Peak detection operates on any signal passing above the threshold, no matter how fast a transient it is. However, this compressor has no TC (time constant) setting.

Because it can stop the briefest and quickest loud signals, peak compression (limiting, effectively) is useful for preventing any overdriving of inputs — for example, a transmitter. However, it sometimes sounds less natural than rms compression.

  1. Drag the block into the workspace.
  2. Right-click it and select the algorithm for your application:
    • Stereo 1 Peak w/ gain
    • Stereo Separate Detect w/ gain
  3. Set these parameters to fit your application and click Show Graph and drag, add and remove (right-click) control points to achieve your desired processing curve.
Note: For the figure above, Stereo Separate Detect w/ gain was selected. Unlike with the other Detect algorithms, for peak limiting you need two separate signals to activate stereo performance.

As an application example, this block could be used at a radio station to attenuate background music according to the voice level of the announcer (“ducking”).
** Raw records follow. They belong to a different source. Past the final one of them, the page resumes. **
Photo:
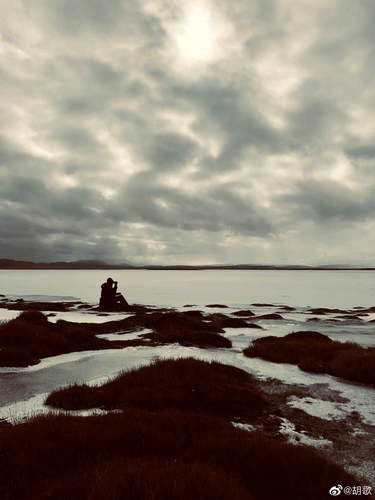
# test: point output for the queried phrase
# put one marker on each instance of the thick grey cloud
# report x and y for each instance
(187, 131)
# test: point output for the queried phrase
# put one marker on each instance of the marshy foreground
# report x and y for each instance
(258, 403)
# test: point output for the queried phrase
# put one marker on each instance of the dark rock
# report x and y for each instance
(244, 312)
(273, 316)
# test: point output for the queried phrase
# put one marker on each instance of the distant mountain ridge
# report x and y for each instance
(99, 264)
(77, 264)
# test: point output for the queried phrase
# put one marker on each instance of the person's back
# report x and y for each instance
(110, 300)
(107, 295)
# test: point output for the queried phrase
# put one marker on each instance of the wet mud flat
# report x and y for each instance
(296, 408)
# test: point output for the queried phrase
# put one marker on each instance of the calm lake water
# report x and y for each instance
(176, 288)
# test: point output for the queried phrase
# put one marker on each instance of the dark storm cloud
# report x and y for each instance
(123, 135)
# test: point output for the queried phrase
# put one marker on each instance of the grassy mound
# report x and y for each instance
(183, 384)
(30, 337)
(140, 455)
(314, 352)
(187, 328)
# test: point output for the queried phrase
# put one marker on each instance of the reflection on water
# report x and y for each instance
(301, 288)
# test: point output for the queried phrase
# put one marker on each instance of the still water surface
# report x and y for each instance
(176, 288)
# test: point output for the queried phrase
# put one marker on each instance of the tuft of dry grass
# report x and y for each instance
(186, 384)
(314, 352)
(144, 455)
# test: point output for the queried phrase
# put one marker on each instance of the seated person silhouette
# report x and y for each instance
(110, 299)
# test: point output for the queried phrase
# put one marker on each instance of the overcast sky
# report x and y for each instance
(188, 131)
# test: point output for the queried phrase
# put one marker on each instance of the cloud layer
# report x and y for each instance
(187, 131)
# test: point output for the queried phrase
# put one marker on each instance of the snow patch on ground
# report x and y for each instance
(244, 427)
(288, 429)
(328, 410)
(125, 336)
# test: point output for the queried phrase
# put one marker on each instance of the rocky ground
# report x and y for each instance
(315, 411)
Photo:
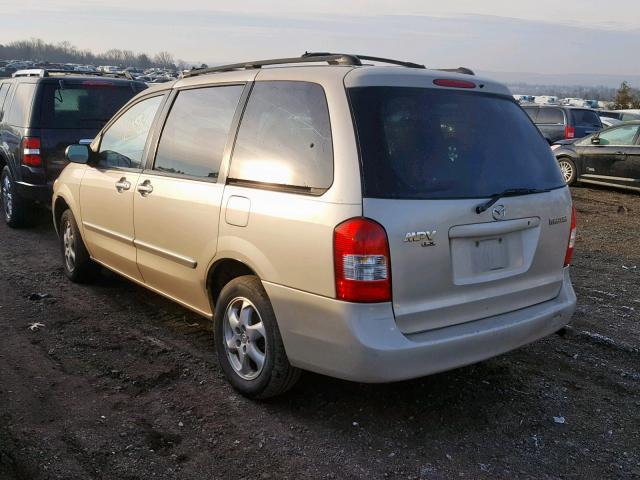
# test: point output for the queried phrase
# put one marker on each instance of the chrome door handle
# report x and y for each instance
(123, 184)
(145, 188)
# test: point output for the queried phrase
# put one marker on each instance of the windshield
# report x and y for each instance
(88, 104)
(420, 143)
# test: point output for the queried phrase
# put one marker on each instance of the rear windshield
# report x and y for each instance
(586, 118)
(420, 143)
(88, 104)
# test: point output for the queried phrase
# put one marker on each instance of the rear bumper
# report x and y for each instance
(361, 342)
(35, 193)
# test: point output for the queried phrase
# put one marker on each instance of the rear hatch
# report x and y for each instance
(73, 109)
(430, 157)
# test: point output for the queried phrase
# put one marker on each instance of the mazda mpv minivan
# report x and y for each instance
(372, 223)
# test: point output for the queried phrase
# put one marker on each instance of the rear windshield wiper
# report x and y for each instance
(510, 192)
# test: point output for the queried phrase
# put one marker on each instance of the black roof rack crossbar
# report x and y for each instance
(332, 59)
(369, 58)
(46, 72)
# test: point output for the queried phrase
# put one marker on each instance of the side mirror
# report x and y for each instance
(77, 153)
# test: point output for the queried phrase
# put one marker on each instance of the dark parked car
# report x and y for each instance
(563, 122)
(610, 157)
(41, 113)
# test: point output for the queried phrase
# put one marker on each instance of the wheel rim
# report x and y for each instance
(245, 339)
(7, 197)
(567, 170)
(69, 246)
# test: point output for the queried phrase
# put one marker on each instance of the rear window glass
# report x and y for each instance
(586, 118)
(89, 104)
(21, 105)
(419, 143)
(4, 89)
(550, 116)
(285, 137)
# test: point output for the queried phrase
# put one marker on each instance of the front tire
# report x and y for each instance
(77, 263)
(568, 169)
(14, 207)
(248, 342)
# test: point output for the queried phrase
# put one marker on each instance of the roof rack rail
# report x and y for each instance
(368, 58)
(315, 57)
(44, 72)
(332, 59)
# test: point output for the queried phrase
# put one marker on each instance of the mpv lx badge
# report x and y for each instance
(426, 239)
(498, 212)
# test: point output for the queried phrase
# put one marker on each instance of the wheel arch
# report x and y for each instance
(221, 272)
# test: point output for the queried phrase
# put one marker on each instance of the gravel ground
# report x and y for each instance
(119, 383)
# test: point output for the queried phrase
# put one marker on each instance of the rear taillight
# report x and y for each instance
(572, 239)
(31, 151)
(361, 257)
(569, 132)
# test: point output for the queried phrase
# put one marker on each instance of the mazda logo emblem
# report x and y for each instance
(498, 212)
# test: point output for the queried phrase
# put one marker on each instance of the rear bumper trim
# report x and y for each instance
(361, 342)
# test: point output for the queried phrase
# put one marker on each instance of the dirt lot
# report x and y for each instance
(122, 384)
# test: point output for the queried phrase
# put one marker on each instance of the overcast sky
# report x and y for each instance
(546, 36)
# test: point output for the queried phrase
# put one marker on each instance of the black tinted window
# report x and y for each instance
(4, 89)
(20, 109)
(123, 143)
(586, 118)
(89, 104)
(550, 116)
(285, 137)
(194, 137)
(429, 144)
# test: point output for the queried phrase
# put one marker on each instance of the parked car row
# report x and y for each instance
(372, 223)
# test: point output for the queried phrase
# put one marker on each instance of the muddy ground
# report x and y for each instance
(120, 383)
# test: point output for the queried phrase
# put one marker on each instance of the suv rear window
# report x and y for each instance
(88, 104)
(550, 116)
(586, 118)
(420, 143)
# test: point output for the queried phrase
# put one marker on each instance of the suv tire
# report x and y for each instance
(248, 342)
(77, 263)
(15, 209)
(568, 169)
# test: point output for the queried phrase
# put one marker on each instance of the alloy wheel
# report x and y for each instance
(245, 338)
(69, 244)
(567, 170)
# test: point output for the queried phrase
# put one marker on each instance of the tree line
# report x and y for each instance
(38, 50)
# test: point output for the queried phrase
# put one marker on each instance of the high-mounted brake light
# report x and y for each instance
(450, 82)
(31, 151)
(572, 239)
(361, 257)
(569, 132)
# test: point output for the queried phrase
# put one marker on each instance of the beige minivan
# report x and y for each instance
(373, 223)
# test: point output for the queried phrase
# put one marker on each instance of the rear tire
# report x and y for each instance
(77, 263)
(568, 169)
(248, 342)
(15, 209)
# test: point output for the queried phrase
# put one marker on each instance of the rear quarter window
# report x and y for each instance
(284, 138)
(422, 143)
(87, 104)
(550, 116)
(20, 109)
(586, 118)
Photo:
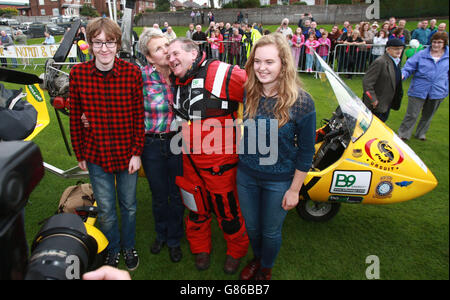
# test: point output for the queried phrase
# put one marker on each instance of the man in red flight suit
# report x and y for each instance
(205, 91)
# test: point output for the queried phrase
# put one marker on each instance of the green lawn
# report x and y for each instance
(411, 239)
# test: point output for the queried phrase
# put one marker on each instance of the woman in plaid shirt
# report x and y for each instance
(108, 91)
(161, 166)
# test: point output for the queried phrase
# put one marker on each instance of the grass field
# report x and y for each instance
(411, 239)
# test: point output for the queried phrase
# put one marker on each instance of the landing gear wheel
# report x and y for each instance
(309, 210)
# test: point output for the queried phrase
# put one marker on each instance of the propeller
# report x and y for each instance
(14, 76)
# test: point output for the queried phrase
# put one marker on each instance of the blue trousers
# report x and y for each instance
(161, 167)
(105, 186)
(260, 202)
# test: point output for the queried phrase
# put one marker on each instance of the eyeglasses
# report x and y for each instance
(109, 44)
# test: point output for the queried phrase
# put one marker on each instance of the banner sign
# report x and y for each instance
(33, 51)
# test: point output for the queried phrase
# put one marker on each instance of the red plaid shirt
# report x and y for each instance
(114, 107)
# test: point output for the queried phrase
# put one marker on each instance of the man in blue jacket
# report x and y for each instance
(428, 88)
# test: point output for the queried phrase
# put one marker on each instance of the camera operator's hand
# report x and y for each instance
(107, 273)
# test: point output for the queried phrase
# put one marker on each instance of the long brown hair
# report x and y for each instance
(289, 83)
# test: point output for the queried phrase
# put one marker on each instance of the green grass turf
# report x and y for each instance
(411, 238)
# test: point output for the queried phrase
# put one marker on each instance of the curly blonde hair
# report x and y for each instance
(289, 85)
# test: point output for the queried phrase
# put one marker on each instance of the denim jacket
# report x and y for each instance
(430, 79)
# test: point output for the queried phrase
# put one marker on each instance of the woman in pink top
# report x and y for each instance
(311, 45)
(324, 49)
(297, 44)
(214, 44)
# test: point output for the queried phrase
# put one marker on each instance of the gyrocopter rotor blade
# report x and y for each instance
(66, 45)
(13, 76)
(56, 82)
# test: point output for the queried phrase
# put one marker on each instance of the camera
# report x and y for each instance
(63, 239)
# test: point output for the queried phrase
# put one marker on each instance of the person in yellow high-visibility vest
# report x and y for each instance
(249, 38)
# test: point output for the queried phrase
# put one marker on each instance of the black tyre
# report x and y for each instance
(309, 210)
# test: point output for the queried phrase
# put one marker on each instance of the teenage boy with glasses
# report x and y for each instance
(109, 92)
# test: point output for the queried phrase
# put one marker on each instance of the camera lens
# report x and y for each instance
(62, 250)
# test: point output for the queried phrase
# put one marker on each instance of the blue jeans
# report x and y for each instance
(103, 185)
(260, 202)
(161, 167)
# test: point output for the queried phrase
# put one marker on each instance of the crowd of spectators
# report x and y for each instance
(353, 46)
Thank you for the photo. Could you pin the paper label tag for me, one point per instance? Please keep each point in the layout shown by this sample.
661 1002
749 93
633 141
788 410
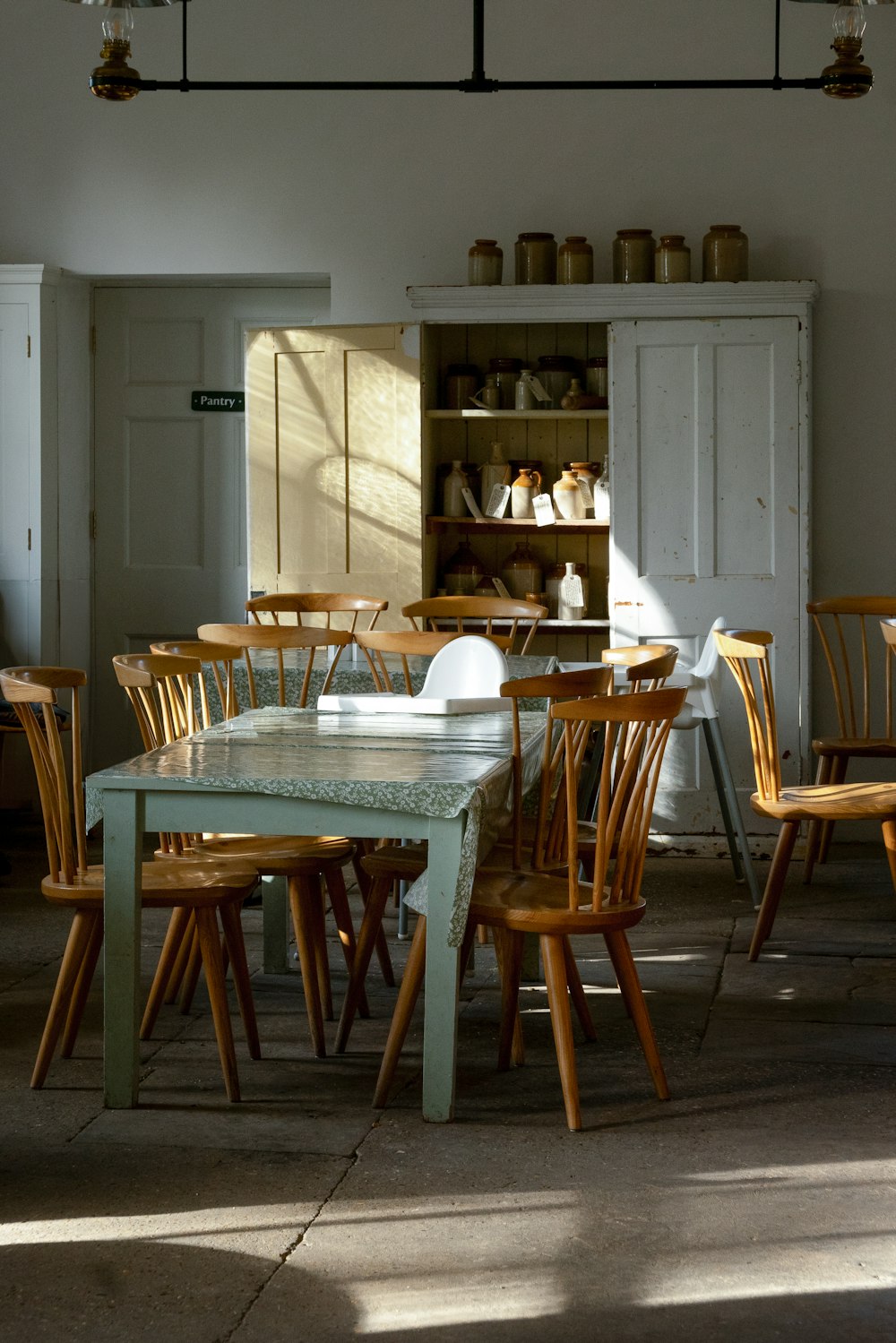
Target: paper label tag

The voice signal would be applied to the red pin, the music signal to the green one.


Post GainPost-processing gain, for increasing the overall signal level following dynamics processing.
Hold (ms)Controls the time (in ms) the compressor maintains its current output  gain setting before it starts decreasing as the input level decrease.
Decay (db/s)Controls the rate at which the compressor gain decreases in response to decrease in the input signal level, e.g. the “Release” time.
Soft KneeSoft-knee lets the compressor ease into action, making a less-abrupt change from unprocessed signal to compressed signal. Typically it sounds better. If it is not activated, the default is hard-knee behavior, meaning compression reduces signal level immediately when the threshold is passed.
Show GraphOpens the Compression Curve editor window.